I was there in the labor room and had some pictures and videos on my phone of the baby barely an hour after he was born but I just cant seem to connect the phone to the PC via cable! I have tried to use infrared, whosai? and the phone does not have blue tooth. I will put the pictures up as soon as I have them ready.

One thing though. You know in the past babies were born with their eyes closed and usually stays closed for up to a month before they open their eyes. Barely twenty minutes after he was born my son had opened his eyes! And the Doctors said it was normal. Children of nowadays.

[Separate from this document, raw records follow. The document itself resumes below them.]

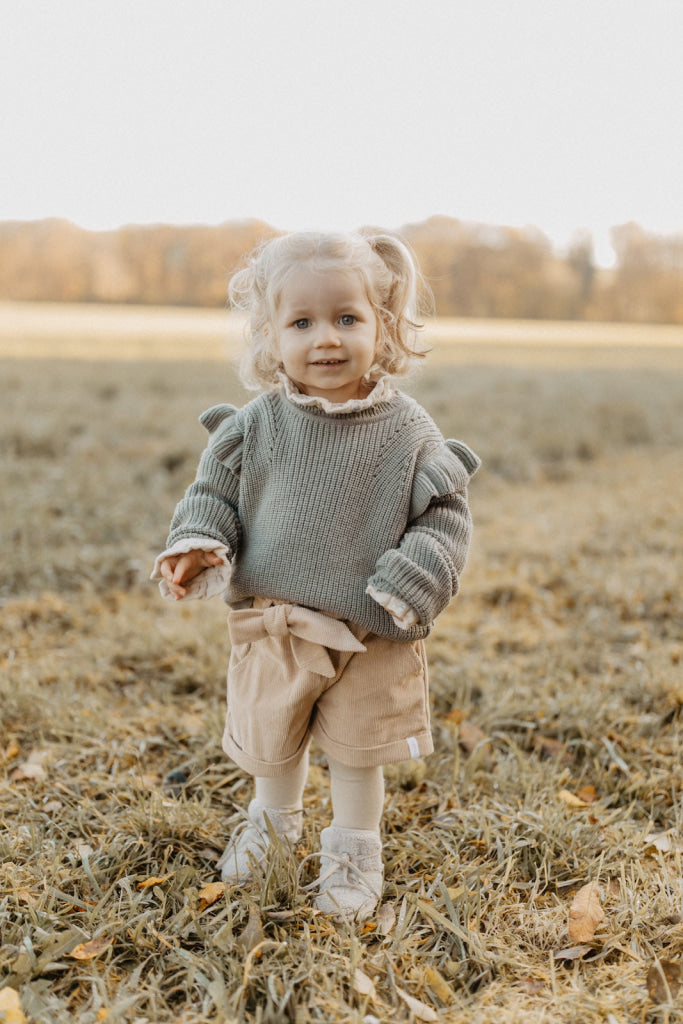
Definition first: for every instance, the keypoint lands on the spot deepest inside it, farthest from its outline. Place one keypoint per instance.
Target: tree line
(472, 269)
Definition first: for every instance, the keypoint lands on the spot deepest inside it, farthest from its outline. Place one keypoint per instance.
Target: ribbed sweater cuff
(427, 593)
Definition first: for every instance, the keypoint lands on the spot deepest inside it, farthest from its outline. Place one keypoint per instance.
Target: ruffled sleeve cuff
(210, 583)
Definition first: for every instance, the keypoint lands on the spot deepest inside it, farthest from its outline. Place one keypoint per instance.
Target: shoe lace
(342, 866)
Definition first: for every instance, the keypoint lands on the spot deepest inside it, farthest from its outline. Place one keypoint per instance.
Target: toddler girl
(333, 517)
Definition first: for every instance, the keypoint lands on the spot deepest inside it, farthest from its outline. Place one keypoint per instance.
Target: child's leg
(284, 792)
(350, 880)
(279, 800)
(357, 796)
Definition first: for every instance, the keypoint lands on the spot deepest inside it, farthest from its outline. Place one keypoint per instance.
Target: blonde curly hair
(391, 280)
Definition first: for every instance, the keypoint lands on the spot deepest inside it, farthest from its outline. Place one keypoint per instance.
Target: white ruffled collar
(382, 391)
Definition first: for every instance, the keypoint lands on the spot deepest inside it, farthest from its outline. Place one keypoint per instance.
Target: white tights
(357, 794)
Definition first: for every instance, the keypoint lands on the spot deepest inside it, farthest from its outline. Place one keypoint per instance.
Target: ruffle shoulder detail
(446, 472)
(225, 435)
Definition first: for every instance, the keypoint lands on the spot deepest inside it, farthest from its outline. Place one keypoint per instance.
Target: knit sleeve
(424, 569)
(210, 506)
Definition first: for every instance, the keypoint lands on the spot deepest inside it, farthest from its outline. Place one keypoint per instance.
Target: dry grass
(557, 670)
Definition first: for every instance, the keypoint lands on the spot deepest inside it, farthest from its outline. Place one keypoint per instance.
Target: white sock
(284, 792)
(357, 796)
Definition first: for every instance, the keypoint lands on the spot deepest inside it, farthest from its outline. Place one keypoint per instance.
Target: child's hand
(401, 612)
(179, 569)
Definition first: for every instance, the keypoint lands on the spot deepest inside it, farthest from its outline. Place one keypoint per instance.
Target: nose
(327, 336)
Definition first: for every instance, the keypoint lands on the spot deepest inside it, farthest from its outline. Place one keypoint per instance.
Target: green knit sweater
(314, 506)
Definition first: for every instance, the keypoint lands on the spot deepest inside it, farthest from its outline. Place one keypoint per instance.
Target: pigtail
(404, 298)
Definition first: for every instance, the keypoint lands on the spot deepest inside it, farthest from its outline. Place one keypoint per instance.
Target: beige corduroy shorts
(287, 683)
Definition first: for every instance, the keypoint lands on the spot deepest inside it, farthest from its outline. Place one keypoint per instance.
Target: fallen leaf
(83, 850)
(571, 799)
(386, 919)
(572, 952)
(550, 749)
(664, 980)
(210, 894)
(421, 1010)
(88, 950)
(438, 985)
(532, 986)
(470, 736)
(32, 768)
(588, 794)
(586, 913)
(364, 984)
(659, 842)
(155, 881)
(10, 1008)
(252, 935)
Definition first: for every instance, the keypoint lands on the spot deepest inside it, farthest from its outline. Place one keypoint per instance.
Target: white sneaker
(251, 840)
(351, 872)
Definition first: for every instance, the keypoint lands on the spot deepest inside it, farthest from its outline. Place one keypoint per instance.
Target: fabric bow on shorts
(296, 674)
(310, 632)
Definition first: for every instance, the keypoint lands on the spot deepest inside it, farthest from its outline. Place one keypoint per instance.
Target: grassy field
(557, 696)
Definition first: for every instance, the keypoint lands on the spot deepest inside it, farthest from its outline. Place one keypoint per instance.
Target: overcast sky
(562, 114)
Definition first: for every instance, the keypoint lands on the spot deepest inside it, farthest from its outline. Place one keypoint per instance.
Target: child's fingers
(185, 567)
(167, 568)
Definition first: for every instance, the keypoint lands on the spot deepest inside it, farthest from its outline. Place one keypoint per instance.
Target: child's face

I also think that constitutional provisions should be made for a fully paid 'paternity leave' for working fathers too. At least we were in the labor room together, we sleep in the same room with the baby abi?

Thursday, March 20, 2008

Na Boy!: And His Name Shall Be Called .....

Da La Luz

For unto us a bouncing baby boy was born. Wednesday 19th March 2008 at 1100 Hours. Mother and baby are doing very well, Father has been detained by the Doctors for observation due to over excitement.

As is Yoruba custom, the isomoloruko (naming ceremony) will come up in eight days time and I usually allow all friends of the family to give names to the newborn.

So peeps, its time to start sending the names. I am collecting. Give the child a name.

Many thanx.

Monday, March 17, 2008

.... That We May Have The Good Life ....

This is further to the post on GNaija's blog and my comments thereon.

Most of our (grand)parents have/had lived through two great wars - WW2 and the Civil War - and were witnesses to the attendant deprivations. They did not want their children to go through same. They were witnesses to the struggle for independence and the eventual attainment of that goal.

After independence, the challenge of our (grand)parents was to pass on a high quality of life to their children. A qualify of life most of them never had but they knew was possible. If only they could raise their children to know what the white man knew. Building this new society called for more doctors, more lawyers, more engineers.

So they struggled to give their children an education to achieve their goals. So our parents became the doctors, the lawyers, the administrators and shortly after, they too became parents.

It is not in question if our parents had artistic talents. A generation that produced Soyinka, Achebe, Fela, Onabrakpeya and Ogunde could not but have had it. But for every Soyinka there must have been at least a thousand others good writers who became engineers or doctors. For every Achebe, would have been at least a thousand businessmen with fine painting skills. And Fela could have become just another manager in UAC.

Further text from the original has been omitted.